Monday, November 19, 2012

Historically Significant Cranberry Sauce

     The cranberry sauce is a very important part of my family's Thanksgiving meal. The recipe I am about to impart has been a part of our holiday table for as long I can remember. We're talking over forty years of history. It was passed on to my parents by their parents. My parents have passed it on to me. I don't think they gave it to my sister. She doesn't really cook much. I'm pretty sure she still uses her oven for extra shoe storage. Anyway, here it is.

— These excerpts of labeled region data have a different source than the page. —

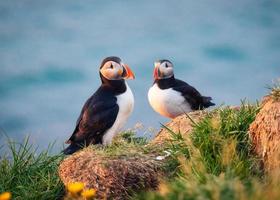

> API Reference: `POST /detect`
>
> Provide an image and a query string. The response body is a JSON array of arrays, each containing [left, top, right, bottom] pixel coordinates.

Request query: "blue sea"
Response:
[[0, 0, 280, 151]]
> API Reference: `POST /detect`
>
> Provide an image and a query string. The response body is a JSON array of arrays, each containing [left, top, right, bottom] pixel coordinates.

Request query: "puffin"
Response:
[[148, 59, 215, 119], [63, 56, 135, 155]]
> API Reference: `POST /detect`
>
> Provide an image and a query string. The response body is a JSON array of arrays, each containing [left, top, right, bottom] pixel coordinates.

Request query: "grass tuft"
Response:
[[0, 138, 63, 200], [137, 102, 280, 200], [267, 78, 280, 101]]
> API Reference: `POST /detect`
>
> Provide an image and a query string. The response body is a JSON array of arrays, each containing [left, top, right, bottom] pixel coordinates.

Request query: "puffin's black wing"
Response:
[[64, 89, 119, 154], [173, 79, 215, 110]]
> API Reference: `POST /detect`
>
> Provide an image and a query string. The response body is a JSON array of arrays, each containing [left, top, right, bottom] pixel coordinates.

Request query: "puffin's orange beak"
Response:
[[154, 67, 159, 80], [123, 64, 135, 79]]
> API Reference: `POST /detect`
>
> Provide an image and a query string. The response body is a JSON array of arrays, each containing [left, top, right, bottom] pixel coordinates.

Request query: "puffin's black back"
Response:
[[154, 76, 215, 110], [63, 77, 126, 154]]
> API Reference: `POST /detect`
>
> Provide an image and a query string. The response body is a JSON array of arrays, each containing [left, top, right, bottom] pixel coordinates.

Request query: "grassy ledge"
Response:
[[135, 102, 280, 200], [0, 139, 63, 200], [0, 99, 280, 200]]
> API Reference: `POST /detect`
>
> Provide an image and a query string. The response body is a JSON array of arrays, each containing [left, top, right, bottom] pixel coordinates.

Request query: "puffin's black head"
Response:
[[154, 60, 174, 80], [99, 56, 135, 80]]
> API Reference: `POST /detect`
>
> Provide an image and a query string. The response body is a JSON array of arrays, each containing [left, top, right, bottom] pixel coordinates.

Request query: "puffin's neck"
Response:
[[154, 76, 175, 90], [100, 74, 126, 94]]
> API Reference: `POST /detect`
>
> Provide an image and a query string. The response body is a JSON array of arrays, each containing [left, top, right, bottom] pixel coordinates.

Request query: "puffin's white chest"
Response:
[[102, 84, 134, 145], [148, 84, 192, 118]]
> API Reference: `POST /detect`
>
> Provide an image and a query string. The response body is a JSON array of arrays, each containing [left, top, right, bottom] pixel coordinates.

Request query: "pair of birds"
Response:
[[63, 56, 215, 154]]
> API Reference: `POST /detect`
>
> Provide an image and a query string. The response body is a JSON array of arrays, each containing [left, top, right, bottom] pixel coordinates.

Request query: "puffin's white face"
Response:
[[100, 61, 134, 80], [154, 61, 174, 79]]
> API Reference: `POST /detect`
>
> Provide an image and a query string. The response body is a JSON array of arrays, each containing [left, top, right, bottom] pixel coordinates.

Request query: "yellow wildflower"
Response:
[[67, 182, 84, 194], [0, 192, 12, 200], [82, 189, 96, 199]]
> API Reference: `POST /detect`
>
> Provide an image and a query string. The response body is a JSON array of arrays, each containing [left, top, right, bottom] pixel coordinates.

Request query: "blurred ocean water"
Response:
[[0, 0, 280, 152]]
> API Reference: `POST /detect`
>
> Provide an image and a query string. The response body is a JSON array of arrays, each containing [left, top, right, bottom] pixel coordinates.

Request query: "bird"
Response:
[[63, 56, 135, 155], [148, 59, 215, 119]]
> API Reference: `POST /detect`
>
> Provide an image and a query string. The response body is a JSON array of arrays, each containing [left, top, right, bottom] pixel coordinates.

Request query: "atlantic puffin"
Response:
[[148, 59, 215, 118], [63, 56, 135, 155]]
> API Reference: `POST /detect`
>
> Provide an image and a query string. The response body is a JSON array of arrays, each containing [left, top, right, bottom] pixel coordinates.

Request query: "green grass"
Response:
[[0, 139, 63, 200], [0, 102, 280, 200], [135, 102, 280, 200]]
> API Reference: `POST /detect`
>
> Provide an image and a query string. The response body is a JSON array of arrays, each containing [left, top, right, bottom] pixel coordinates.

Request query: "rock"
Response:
[[59, 148, 159, 199], [249, 96, 280, 174]]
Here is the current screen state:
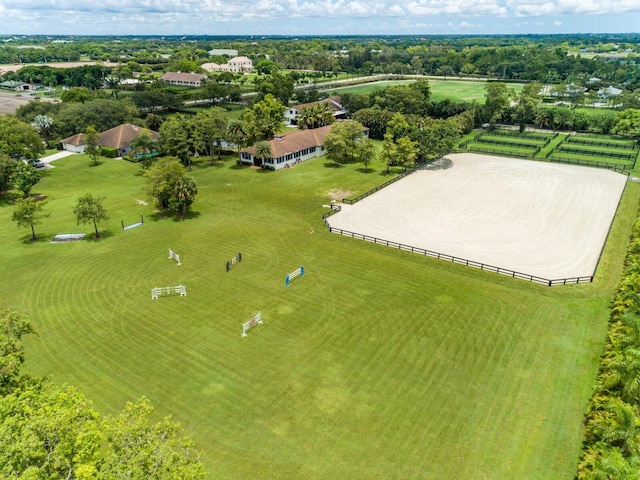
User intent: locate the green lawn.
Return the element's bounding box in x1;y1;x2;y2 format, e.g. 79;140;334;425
0;149;640;480
334;78;522;103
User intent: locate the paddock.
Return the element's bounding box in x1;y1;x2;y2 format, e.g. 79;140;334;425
327;153;627;280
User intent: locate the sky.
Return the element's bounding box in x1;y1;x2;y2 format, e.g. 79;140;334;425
0;0;640;36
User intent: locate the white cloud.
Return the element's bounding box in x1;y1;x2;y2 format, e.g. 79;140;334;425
0;0;640;34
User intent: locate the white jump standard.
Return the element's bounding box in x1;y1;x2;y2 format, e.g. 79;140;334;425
169;249;182;265
151;285;187;300
242;312;262;337
227;253;242;272
284;265;304;287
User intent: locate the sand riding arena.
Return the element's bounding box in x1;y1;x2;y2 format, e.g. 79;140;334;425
326;153;628;285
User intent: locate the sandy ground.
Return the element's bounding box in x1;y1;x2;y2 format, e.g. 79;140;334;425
328;153;627;280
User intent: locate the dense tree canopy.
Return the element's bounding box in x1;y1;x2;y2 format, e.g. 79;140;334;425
0;308;204;480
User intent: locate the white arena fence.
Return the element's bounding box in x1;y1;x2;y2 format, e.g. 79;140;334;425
242;312;262;337
325;225;593;287
284;265;304;287
151;285;187;300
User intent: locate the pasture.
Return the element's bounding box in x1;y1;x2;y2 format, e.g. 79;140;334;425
458;129;640;171
0;155;640;480
331;78;522;104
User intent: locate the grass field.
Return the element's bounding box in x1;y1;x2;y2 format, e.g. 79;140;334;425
335;78;522;103
0;149;640;480
459;129;639;171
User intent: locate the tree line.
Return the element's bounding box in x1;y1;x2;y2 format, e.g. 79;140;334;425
577;208;640;480
0;308;205;480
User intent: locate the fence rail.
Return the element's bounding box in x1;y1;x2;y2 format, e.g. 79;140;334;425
565;136;639;150
549;155;633;176
476;136;548;149
556;144;636;160
467;145;540;158
486;129;558;141
323;225;593;287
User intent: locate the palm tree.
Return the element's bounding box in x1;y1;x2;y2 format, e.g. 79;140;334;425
226;120;247;163
253;142;273;167
169;175;198;215
130;132;158;166
600;347;640;401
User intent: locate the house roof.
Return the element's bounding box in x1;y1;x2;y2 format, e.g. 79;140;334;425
98;123;160;149
160;72;207;82
242;125;331;158
200;62;220;72
60;133;86;147
598;85;622;96
0;80;31;88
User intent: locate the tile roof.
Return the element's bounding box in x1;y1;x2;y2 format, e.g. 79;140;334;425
242;125;332;158
160;72;207;82
98;123;160;149
60;133;86;147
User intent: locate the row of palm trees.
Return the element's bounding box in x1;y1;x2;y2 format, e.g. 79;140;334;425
577;216;640;480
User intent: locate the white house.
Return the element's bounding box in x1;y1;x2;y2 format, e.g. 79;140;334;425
284;96;347;125
598;85;622;98
240;125;369;170
200;57;253;73
160;72;207;88
60;133;87;153
60;123;160;157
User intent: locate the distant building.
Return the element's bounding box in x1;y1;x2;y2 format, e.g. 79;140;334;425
284;96;347;125
597;85;622;98
240;125;369;170
160;72;207;88
0;80;38;92
201;57;253;73
208;48;238;57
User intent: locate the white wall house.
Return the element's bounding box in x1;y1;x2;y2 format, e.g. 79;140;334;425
160;72;207;88
60;133;87;153
200;57;253;73
240;125;369;170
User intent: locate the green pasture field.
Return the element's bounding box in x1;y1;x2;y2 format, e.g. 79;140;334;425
0;149;640;480
571;134;636;148
478;133;544;148
467;142;535;156
333;78;522;104
549;155;633;170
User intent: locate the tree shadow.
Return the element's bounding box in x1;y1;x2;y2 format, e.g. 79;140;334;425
171;211;201;222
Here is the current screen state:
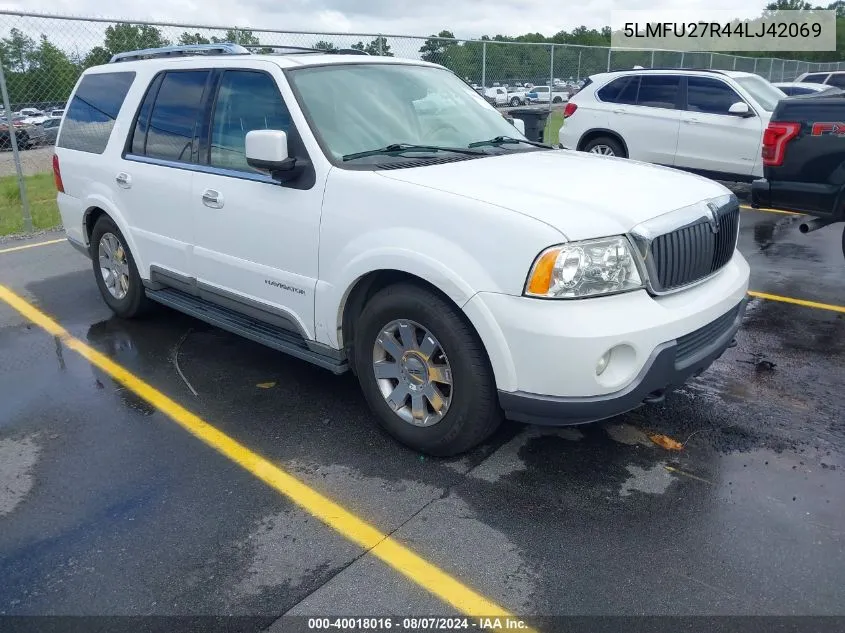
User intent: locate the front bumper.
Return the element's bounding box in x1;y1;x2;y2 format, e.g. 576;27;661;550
499;298;748;426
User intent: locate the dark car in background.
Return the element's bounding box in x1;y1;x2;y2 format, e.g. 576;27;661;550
751;90;845;252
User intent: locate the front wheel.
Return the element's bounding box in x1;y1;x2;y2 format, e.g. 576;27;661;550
584;136;625;158
354;284;502;456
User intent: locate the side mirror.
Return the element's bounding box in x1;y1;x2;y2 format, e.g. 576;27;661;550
728;101;754;118
246;130;296;180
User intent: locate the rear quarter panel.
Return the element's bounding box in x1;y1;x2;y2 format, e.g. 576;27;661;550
764;97;845;188
558;86;609;149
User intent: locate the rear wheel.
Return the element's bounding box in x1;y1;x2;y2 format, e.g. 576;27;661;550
354;284;502;456
91;215;149;319
584;136;627;158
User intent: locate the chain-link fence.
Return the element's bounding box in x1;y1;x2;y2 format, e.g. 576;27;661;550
0;10;845;235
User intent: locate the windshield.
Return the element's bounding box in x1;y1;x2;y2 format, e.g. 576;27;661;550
291;64;532;161
734;75;786;112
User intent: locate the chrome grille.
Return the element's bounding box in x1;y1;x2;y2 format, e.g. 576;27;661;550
646;198;739;292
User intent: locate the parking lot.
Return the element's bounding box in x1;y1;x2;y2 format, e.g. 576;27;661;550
0;209;845;631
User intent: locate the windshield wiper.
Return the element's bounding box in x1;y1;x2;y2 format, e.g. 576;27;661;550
343;143;483;161
467;136;554;149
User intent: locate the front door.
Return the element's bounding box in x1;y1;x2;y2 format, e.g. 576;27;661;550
191;69;323;338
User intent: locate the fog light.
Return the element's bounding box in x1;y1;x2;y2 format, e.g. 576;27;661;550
596;350;612;376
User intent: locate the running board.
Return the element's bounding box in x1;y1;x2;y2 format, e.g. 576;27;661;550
147;288;349;374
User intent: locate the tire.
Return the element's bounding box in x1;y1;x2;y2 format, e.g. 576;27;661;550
582;136;628;158
91;215;149;319
354;283;503;457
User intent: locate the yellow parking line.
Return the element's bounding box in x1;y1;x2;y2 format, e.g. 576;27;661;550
739;204;807;215
0;238;67;255
0;285;528;631
748;290;845;314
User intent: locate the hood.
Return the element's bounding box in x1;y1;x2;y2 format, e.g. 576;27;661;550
376;150;730;240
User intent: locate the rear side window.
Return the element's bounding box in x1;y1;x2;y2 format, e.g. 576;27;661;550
801;73;829;84
827;73;845;88
131;70;209;162
637;75;681;109
598;75;640;105
687;77;742;114
57;72;135;154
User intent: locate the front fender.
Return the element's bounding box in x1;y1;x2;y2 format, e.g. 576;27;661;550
315;242;516;390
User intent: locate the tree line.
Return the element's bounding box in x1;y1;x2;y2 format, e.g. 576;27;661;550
0;0;845;108
0;23;393;109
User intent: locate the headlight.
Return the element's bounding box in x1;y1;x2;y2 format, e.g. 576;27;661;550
525;236;644;299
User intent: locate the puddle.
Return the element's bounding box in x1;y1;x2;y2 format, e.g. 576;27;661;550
0;436;41;517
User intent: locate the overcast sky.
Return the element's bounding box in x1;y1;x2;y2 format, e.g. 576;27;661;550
0;0;766;37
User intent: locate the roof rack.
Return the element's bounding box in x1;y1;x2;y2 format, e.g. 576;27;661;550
109;42;250;64
239;44;369;55
608;66;731;75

Historically Significant Cranberry Sauce


  • 1 14oz. can jellied cranberry sauce
  1. Open can
  2. Shake can until contents slide out onto a plate with a satisfying "plop"
  3. Lay cylinder of jellied cranberry sauce on side
  4. Slice cylinder into 1/2" slices
“It has been an unchallengeable American doctrine that cranberry sauce, a pink goo with overtones of sugared tomatoes, is a delectable necessity of the Thanksgiving board and that turkey is uneatable without it.”
-Alistaire Cooke

     You may have some questions regarding this recipe. That's normal, this is not a recipe for novice cooks.  You may wonder if you should use smooth or chunky? We're a smooth house. Can you cut thicker or thinner? Go for it. There's room for interpretation. If you're feeling daring, don't slice it at all and just throw a spoon out there with it  Enjoy it. Use it wisely. With great power comes great responsibility.

Good Times!


  1. I have to buy a can for each of my kids and they do not share. It's hilarious! Thanks for a little chuckle this morning.